- Kategori
- Sosyoloji
Türkiye’nin tarih boyunca başının beladan kurtulmaması biraz da kendinin bela olmasından

Türkiye İsrail gibi bir devlet. Bu nedenle başına gelenler için kimseye diyeceği bir şey olamaz. Dünyada neden dostumuz yok. Sanıyorum İsrail’in de dostu yoktur (Amerika mecbur)
Türkiye dış politikayı çevresine hâkim olma üzerine kurmuş gibi. Dost Azerbaycan’a bile neler çektirdi. Dışarıdaki bu politika içeride halka da yansımış durumda. Bir kesim, Alman dazlakları gibi yabancı düşmanlığı yapıyor Suriyelileri kovuyorlar. Ama diyeceksiniz ki “Kovduğumuz için mi ülkemizde iki milyon Suriyeli var?”
Tarih boyunca da Türkler rahat durmamışlar komşularına saldırmışlardır. Yani düşünün, koskoca Çin Seddi bile Türklerin saldırılarını durdurmak için yapılmıştır.

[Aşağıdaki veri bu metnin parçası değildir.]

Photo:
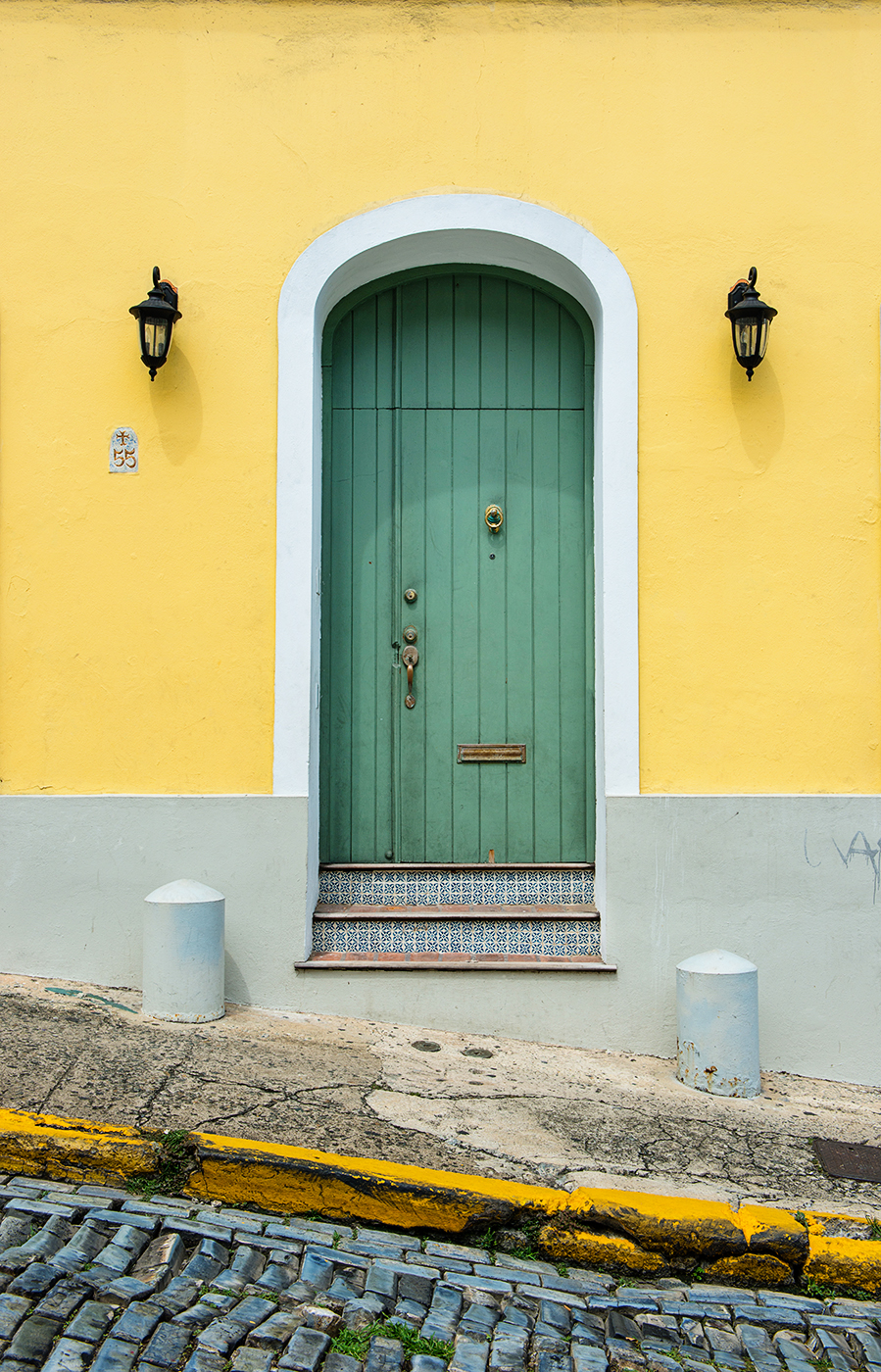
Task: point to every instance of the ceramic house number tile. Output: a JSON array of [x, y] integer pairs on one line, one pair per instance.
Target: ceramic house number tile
[[123, 450]]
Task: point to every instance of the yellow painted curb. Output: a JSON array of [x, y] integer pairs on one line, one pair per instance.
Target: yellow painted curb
[[384, 1193], [627, 1231], [73, 1150]]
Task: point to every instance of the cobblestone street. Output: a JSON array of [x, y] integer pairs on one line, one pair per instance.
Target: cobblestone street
[[93, 1278]]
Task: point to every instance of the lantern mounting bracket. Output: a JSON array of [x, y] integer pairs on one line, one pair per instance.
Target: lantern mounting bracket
[[157, 318]]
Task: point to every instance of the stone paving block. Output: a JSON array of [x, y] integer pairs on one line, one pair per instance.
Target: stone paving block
[[469, 1354], [120, 1218], [774, 1317], [305, 1350], [483, 1269], [629, 1298], [374, 1250], [20, 1204], [558, 1283], [34, 1280], [551, 1312], [343, 1290], [281, 1272], [471, 1283], [153, 1207], [125, 1289], [623, 1354], [381, 1280], [567, 1298], [85, 1245], [404, 1241], [508, 1259], [357, 1314], [555, 1362], [755, 1341], [316, 1271], [722, 1338], [309, 1232], [622, 1326], [91, 1321], [167, 1251], [195, 1316], [137, 1321], [114, 1355], [105, 1193], [251, 1360], [13, 1310], [192, 1228], [411, 1312], [167, 1345], [203, 1268], [655, 1326], [338, 1255], [866, 1342], [589, 1360], [513, 1314], [658, 1361], [274, 1331], [180, 1293], [33, 1340], [862, 1309], [14, 1231], [438, 1249], [205, 1360], [253, 1310], [696, 1309], [69, 1355]]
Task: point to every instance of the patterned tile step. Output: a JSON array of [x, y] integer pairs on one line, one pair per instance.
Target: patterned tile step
[[449, 962], [456, 885], [458, 911], [465, 936]]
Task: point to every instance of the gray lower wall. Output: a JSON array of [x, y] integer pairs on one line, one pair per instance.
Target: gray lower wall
[[74, 871], [788, 881]]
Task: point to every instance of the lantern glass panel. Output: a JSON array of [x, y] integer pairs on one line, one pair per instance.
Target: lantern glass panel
[[155, 336], [747, 336]]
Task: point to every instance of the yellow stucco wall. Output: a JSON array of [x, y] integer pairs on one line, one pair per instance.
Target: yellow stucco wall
[[220, 139]]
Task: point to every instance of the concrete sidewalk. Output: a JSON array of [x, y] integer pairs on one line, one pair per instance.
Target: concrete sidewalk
[[494, 1107]]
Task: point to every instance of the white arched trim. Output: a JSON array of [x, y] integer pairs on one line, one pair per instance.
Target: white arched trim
[[469, 229]]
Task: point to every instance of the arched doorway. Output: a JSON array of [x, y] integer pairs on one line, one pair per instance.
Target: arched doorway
[[458, 532]]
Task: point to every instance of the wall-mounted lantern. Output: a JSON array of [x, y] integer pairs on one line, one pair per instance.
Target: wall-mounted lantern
[[751, 319], [155, 319]]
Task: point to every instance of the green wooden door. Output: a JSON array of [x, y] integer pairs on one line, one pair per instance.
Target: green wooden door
[[444, 395]]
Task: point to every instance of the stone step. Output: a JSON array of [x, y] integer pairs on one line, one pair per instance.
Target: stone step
[[445, 885]]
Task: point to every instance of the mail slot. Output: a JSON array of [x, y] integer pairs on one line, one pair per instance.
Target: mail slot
[[492, 754]]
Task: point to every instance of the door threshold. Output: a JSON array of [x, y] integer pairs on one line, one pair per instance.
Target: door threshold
[[449, 962], [456, 866], [390, 911]]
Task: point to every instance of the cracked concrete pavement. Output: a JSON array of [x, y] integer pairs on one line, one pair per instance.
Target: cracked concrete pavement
[[460, 1102]]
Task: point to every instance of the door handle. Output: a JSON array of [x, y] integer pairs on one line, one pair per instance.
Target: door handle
[[409, 658]]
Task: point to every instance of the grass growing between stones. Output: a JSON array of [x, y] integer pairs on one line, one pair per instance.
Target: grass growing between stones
[[354, 1342], [174, 1162]]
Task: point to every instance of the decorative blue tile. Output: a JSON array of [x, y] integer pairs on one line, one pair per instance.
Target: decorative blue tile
[[561, 937], [458, 887]]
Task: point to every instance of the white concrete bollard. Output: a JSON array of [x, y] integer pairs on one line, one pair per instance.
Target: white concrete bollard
[[718, 1021], [184, 953]]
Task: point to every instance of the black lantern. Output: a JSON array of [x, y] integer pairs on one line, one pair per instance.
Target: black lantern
[[155, 319], [751, 319]]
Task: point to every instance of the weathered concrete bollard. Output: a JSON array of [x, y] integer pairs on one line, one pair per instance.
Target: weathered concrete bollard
[[184, 953], [718, 1021]]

Yıldırım Beyazıt’ın Timur’a hakaretleri (sen kimsin tarzında aşağılama) sonucu iki Türk devleti boşu boşuna savaşmıştır. Aslında iki devlet birleşebilirlerdi. Türk devleti oldukları için birleşemediler.
Cia’yı ülkelerin yönetimlerine müdahale ediyor diye eleştiriyoruz ya Türkiye’de Azerbaycan’da buna benzer şeyler yapmaya çalıştı. Türkiye güçlü bir devlet olsaydı tıpkı Amerika gibi davranırdı. Çılgın Türkler milli meselelerde serseri mayın gibi. Mit’te de bana göre istihbarat çalışmalarından ziyade bu tür gizli mesailer var.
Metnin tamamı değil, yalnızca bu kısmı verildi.